Example #1
0
def _build_cond(pred,
                true_graph,
                false_graph,
                true_inputs,
                false_inputs,
                building_gradient,
                name=None):
    """Creates an If op from the specified predicate, branch functions and inputs.

  Note that this modifies true_graph and false_graph to make the inputs match,
  and to output all intermediates values so they're available for the gradient
  computation.

  true_graph and false_graph need not have the same input types, but they must
  have the same outpute types.

  Args:
    pred: boolean Tensor
    true_graph: FuncGraph
    false_graph: FuncGraph
    true_inputs: a list of Tensors to be passed to true_graph as input.
    false_inputs: a list of Tensors to be passed to false_graph as input.
    building_gradient: Whether this is a gradient If op.
    name: the name for the If op.

  Returns:
    A list of Tensors which are the outputs of the If op. Does not include added
    intermediate outputs.
  """
    _make_indexed_slices_indices_types_match(_COND, [true_graph, false_graph])
    _check_same_outputs(_COND, [true_graph, false_graph])

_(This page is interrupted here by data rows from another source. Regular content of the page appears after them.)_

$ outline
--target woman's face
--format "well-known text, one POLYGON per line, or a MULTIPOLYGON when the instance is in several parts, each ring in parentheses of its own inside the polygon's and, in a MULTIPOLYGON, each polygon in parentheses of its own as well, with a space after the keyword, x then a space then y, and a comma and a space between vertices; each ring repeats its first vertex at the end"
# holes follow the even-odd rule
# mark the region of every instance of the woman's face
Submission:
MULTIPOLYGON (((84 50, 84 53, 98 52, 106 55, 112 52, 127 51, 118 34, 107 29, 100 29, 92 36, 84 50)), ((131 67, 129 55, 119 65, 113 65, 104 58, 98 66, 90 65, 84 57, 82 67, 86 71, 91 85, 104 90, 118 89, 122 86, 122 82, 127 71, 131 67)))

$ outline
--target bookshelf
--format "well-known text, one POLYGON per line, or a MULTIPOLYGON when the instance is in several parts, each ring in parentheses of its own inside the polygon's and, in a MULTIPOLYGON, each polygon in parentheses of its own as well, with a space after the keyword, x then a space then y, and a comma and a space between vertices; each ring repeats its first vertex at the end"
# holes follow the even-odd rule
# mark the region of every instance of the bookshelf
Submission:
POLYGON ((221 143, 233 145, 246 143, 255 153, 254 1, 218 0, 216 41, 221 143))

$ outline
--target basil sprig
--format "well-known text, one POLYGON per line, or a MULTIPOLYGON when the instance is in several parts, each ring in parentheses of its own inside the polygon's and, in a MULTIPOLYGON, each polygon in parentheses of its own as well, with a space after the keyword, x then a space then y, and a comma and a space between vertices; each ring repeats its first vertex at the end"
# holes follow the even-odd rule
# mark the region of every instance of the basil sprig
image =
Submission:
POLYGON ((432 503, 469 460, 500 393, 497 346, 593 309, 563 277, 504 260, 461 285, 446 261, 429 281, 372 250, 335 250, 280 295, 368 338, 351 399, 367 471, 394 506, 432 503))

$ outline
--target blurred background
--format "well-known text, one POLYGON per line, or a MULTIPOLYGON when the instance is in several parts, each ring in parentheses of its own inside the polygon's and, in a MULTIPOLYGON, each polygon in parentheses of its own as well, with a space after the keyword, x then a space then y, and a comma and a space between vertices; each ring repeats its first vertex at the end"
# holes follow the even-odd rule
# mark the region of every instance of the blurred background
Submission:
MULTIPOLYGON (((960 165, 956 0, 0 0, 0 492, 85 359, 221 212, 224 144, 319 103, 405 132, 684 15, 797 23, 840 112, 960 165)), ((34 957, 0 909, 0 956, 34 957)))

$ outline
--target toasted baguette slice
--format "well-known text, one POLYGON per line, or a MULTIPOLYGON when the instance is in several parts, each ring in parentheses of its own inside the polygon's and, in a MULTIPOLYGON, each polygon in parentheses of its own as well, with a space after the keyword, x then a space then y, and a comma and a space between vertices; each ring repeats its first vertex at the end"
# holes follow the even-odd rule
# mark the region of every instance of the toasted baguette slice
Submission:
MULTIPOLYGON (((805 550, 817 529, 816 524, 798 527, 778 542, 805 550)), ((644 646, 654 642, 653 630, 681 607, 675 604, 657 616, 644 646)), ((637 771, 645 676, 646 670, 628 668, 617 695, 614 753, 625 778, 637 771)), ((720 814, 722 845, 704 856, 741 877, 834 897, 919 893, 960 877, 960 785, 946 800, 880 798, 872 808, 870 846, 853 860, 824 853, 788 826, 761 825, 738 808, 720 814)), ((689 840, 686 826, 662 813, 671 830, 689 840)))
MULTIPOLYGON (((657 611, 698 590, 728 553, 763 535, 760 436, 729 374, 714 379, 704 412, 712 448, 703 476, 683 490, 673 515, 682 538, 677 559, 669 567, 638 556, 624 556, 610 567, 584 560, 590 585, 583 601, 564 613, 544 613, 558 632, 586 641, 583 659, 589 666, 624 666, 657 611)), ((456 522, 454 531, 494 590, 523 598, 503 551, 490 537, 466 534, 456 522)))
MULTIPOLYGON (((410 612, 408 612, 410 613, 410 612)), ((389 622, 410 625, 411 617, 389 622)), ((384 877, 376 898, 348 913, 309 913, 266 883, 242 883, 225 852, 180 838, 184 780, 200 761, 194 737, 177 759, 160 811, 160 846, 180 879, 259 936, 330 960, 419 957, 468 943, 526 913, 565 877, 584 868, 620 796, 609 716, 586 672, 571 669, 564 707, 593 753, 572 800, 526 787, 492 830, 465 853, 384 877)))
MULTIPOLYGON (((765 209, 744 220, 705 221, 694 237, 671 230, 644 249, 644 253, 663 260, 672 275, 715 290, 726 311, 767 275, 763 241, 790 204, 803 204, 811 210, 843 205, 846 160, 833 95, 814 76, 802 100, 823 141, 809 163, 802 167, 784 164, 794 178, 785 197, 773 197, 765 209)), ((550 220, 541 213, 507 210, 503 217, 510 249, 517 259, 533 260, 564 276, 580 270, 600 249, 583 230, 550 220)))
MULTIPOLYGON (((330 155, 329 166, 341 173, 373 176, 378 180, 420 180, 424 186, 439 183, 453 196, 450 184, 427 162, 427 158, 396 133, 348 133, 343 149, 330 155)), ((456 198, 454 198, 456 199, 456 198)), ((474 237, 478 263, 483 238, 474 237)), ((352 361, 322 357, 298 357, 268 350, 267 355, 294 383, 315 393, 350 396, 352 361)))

    # Add inputs to true_graph and false_graph to make them match. Note that
    # this modifies true_graph and false_graph.
    cond_inputs = _make_inputs_match([true_graph, false_graph],
                                     [true_inputs, false_inputs])
    # Save the original number of outputs to return to the caller.
    num_cond_outputs = len(true_graph.outputs)
    # We do not output intermediates of the gradient If op since this is just
    # for backwards compatibility with existing code.
    if not building_gradient and util.output_all_intermediates():
        # Add all intermediate tensors as function outputs so they're available for
        # the gradient computation. Since the outputs of the two functions must
        # match, we wrap all the intermediates in optionals. Each intermediate
        # output will have a value iff its corresponding branch is taken.

        true_intermediates = _get_intermediates(true_graph)
        false_intermediates = _get_intermediates(false_graph)

        # Wrap intermediates in optionals.
        wrapped_true_intermediates = _wrap_intermediates(
            true_graph, true_intermediates)
        wrapped_false_intermediates = _wrap_intermediates(
            false_graph, false_intermediates)

        # Make outputs match by adding none optionals.
        extra_true_outputs, extra_false_outputs = _make_intermediates_match(  # pylint: disable=unbalanced-tuple-unpacking
            [true_graph, false_graph],
            [wrapped_true_intermediates, wrapped_false_intermediates])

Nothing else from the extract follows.